The following blog post describes the major similarities and differences of Dalvik and Java Bytecode. This is particularly important to understand how Dalvik and Java differ in order to be able to understand the characteristics of Android applications and malicious behavior.
Android applications are usually written in Java language and are executed in the Dalvik Virtual Machine (DVM), which is different from the classical Java Virtual Machine (JVM). The DVM is developed by Google and optimized for the characteristics of mobile operating systems (especially for the Android platform). The bytecode running in Dalvik is transferred from traditional JVM bytecode to the dex-format by translating Java .class files with the conversion tool dx. Contrary to the DVM, JVM is using pure Java class files. If you want to reverse an Android application, it is necessary to understand Dalvik bytecode format, as well as you need deep knowledge in static and dynamic state instrumentation. Wiliam Enck et. al summed up the differences between JVM and DVM bytecode in their paper “A Study of Android Application Security” as following:
1. Architecture of the Android Application
JVM bytecode is composed of one or more .class files (each of these contains one Java class). During run time, JVM will dynamically load the bytecode for each class from the corresponding .class file. While Dalvik bytecode is only composed of one .dex file, containing all the classes of the application. The figure below shows the genaration process of the .dex file. After the Java compiler has created JVM bytecode, the Dalvik dx compiler deletes all .class files and recompiles them to Dalvik bytecode. Afterwards dx merges them into one .dex file.

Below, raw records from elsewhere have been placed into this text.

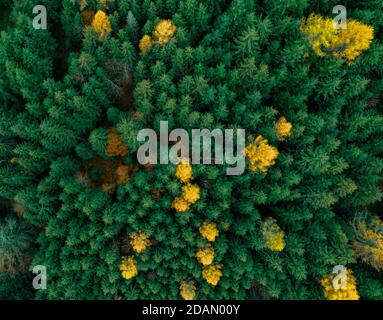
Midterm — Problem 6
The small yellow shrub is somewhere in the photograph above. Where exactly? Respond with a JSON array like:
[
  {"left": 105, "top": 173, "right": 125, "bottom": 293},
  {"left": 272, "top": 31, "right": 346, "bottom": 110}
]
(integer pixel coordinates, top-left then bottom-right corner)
[
  {"left": 301, "top": 14, "right": 374, "bottom": 62},
  {"left": 129, "top": 231, "right": 151, "bottom": 253},
  {"left": 176, "top": 160, "right": 193, "bottom": 182},
  {"left": 202, "top": 264, "right": 223, "bottom": 286},
  {"left": 181, "top": 183, "right": 200, "bottom": 204},
  {"left": 276, "top": 117, "right": 293, "bottom": 140},
  {"left": 180, "top": 281, "right": 196, "bottom": 300},
  {"left": 92, "top": 10, "right": 112, "bottom": 40},
  {"left": 196, "top": 245, "right": 215, "bottom": 266},
  {"left": 321, "top": 269, "right": 359, "bottom": 300},
  {"left": 172, "top": 197, "right": 189, "bottom": 212},
  {"left": 138, "top": 34, "right": 153, "bottom": 53},
  {"left": 120, "top": 257, "right": 138, "bottom": 279},
  {"left": 153, "top": 20, "right": 177, "bottom": 45}
]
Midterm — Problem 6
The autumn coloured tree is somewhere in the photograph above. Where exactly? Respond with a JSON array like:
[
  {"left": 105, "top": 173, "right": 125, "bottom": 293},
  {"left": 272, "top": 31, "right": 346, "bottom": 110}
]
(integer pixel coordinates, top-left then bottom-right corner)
[{"left": 0, "top": 0, "right": 383, "bottom": 300}]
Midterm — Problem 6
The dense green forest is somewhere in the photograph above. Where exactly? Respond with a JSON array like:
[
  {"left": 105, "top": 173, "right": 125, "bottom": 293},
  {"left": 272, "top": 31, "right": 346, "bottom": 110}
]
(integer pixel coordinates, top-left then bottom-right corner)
[{"left": 0, "top": 0, "right": 383, "bottom": 300}]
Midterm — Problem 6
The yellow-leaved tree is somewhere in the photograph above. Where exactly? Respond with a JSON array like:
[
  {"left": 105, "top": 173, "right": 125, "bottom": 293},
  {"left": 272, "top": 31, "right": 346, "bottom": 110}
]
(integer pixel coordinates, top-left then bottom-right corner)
[
  {"left": 301, "top": 14, "right": 374, "bottom": 62},
  {"left": 92, "top": 10, "right": 112, "bottom": 40}
]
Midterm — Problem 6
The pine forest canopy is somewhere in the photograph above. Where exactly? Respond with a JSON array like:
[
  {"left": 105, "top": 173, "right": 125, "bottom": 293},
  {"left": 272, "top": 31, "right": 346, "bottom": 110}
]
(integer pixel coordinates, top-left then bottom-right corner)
[{"left": 0, "top": 0, "right": 383, "bottom": 300}]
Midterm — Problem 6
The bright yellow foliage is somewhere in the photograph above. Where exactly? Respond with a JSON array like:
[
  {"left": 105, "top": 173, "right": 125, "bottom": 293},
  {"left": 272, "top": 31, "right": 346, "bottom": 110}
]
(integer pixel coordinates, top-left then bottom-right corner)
[
  {"left": 196, "top": 245, "right": 215, "bottom": 266},
  {"left": 138, "top": 34, "right": 153, "bottom": 53},
  {"left": 244, "top": 135, "right": 279, "bottom": 173},
  {"left": 199, "top": 221, "right": 219, "bottom": 242},
  {"left": 275, "top": 117, "right": 293, "bottom": 140},
  {"left": 353, "top": 217, "right": 383, "bottom": 271},
  {"left": 129, "top": 231, "right": 151, "bottom": 253},
  {"left": 92, "top": 10, "right": 112, "bottom": 40},
  {"left": 120, "top": 257, "right": 138, "bottom": 279},
  {"left": 261, "top": 218, "right": 286, "bottom": 251},
  {"left": 172, "top": 197, "right": 189, "bottom": 212},
  {"left": 180, "top": 281, "right": 195, "bottom": 300},
  {"left": 202, "top": 264, "right": 223, "bottom": 286},
  {"left": 301, "top": 14, "right": 374, "bottom": 62},
  {"left": 81, "top": 10, "right": 95, "bottom": 26},
  {"left": 321, "top": 269, "right": 359, "bottom": 300},
  {"left": 153, "top": 20, "right": 177, "bottom": 45},
  {"left": 176, "top": 160, "right": 193, "bottom": 182},
  {"left": 181, "top": 183, "right": 200, "bottom": 204}
]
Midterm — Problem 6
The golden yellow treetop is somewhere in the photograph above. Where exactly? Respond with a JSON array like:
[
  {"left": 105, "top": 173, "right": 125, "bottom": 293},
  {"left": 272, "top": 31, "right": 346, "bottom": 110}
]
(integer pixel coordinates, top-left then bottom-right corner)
[
  {"left": 176, "top": 159, "right": 193, "bottom": 182},
  {"left": 172, "top": 197, "right": 189, "bottom": 212},
  {"left": 180, "top": 281, "right": 196, "bottom": 300},
  {"left": 321, "top": 269, "right": 359, "bottom": 300},
  {"left": 181, "top": 183, "right": 200, "bottom": 204},
  {"left": 153, "top": 20, "right": 177, "bottom": 45},
  {"left": 138, "top": 34, "right": 153, "bottom": 54},
  {"left": 196, "top": 245, "right": 215, "bottom": 266},
  {"left": 275, "top": 117, "right": 293, "bottom": 140},
  {"left": 202, "top": 264, "right": 223, "bottom": 286},
  {"left": 92, "top": 10, "right": 112, "bottom": 40},
  {"left": 301, "top": 14, "right": 374, "bottom": 62},
  {"left": 353, "top": 216, "right": 383, "bottom": 271}
]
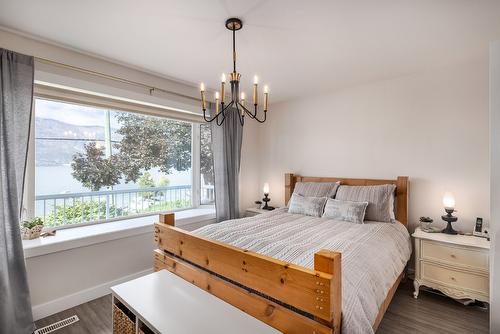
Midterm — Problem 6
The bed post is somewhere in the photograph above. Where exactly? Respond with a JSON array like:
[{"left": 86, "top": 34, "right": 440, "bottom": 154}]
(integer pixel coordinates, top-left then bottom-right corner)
[
  {"left": 314, "top": 249, "right": 342, "bottom": 334},
  {"left": 285, "top": 173, "right": 295, "bottom": 205},
  {"left": 396, "top": 176, "right": 409, "bottom": 226}
]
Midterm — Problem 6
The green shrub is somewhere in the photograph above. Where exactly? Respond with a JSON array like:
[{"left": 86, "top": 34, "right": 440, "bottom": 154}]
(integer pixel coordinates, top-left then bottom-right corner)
[
  {"left": 45, "top": 200, "right": 123, "bottom": 226},
  {"left": 23, "top": 217, "right": 44, "bottom": 229}
]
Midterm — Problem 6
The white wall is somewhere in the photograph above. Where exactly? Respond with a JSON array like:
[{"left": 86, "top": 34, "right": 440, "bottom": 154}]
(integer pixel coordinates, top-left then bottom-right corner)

This process includes translation, reconstruction and interpretation of the basic elements of the application (constant pool, class definitions and data segments). The constant pool describes all the contants, including references, method names, and numeric constants. Class definitions include access flags, class names, etc. The data segments include all the function code executed by the target VM as well as related information about classes and functions (e.g. number of registers used by DVM, local variables list, operand stack size) and instance variables.
2. Register Structure
DVM is based on registers, while JVM is based on the stack. In JVM bytecode, local variables will be listed in the local variables list, and then pushed onto the stack for manipulation by opcodes. In addition, JVM could also work directly on the stack without explicitly storing local variables into the variable list. In Dalvik bytecode, local variables would be assigned to any of the 216 available registers. Dalvik opcodes do not access the elements in the stack. Instead, they operate directly on the registers.
3. Instruction Set
Dalvik has 218 opcodes which are essentially different from the 200 opcodes in Java. For instance, a dozen of opcodes are used for transferring data between stack and local variables list, while totally absent in Dalvik. Instructions in Dalvik are longer than in Java, since most of them contain source and destination address of registers. For a comprehensive overview of Dalvik opcodes see the Blog post of Gabor Paller and Android Developers.
4. Constant Pool Structure
JVM bytecode has iterated constant pools among all of the .class files, e.g. referent function names. By providing a constant pool for the reference of all classes in Dalvik, dx compiler eliminates the iterations. Moreover, dx removes some constants by using inline technology. Therefore, integers, long integers, as well as single and double float constants disappear during the dx compilation.
5. Ambigious Primitive Types
In JVM, the opcodes for integers and single float constants are different, along with long integers and double float constants. While Dalvik implements the same opcode for both, integers and float constants.
6. Null References
Dalvik bytecode does not have a specific null type. Instead, Dalvik uses a 0 value constant. So, the ambiguous implication of constant 0 should be distinguished properly.
7. Object References
JVM bytecode uses different opcodes for object reference comparison and null type comparison, while Dalvik simplifies them into one opcode. Thus, the type info of the comparison object must be recovered during decompilation.
8. Storage of Primitive Type of Array
Dalvik uses indefinite opcodes to operate on an array, while JVM uses defined ones. The array type information must be recovered for correct translation.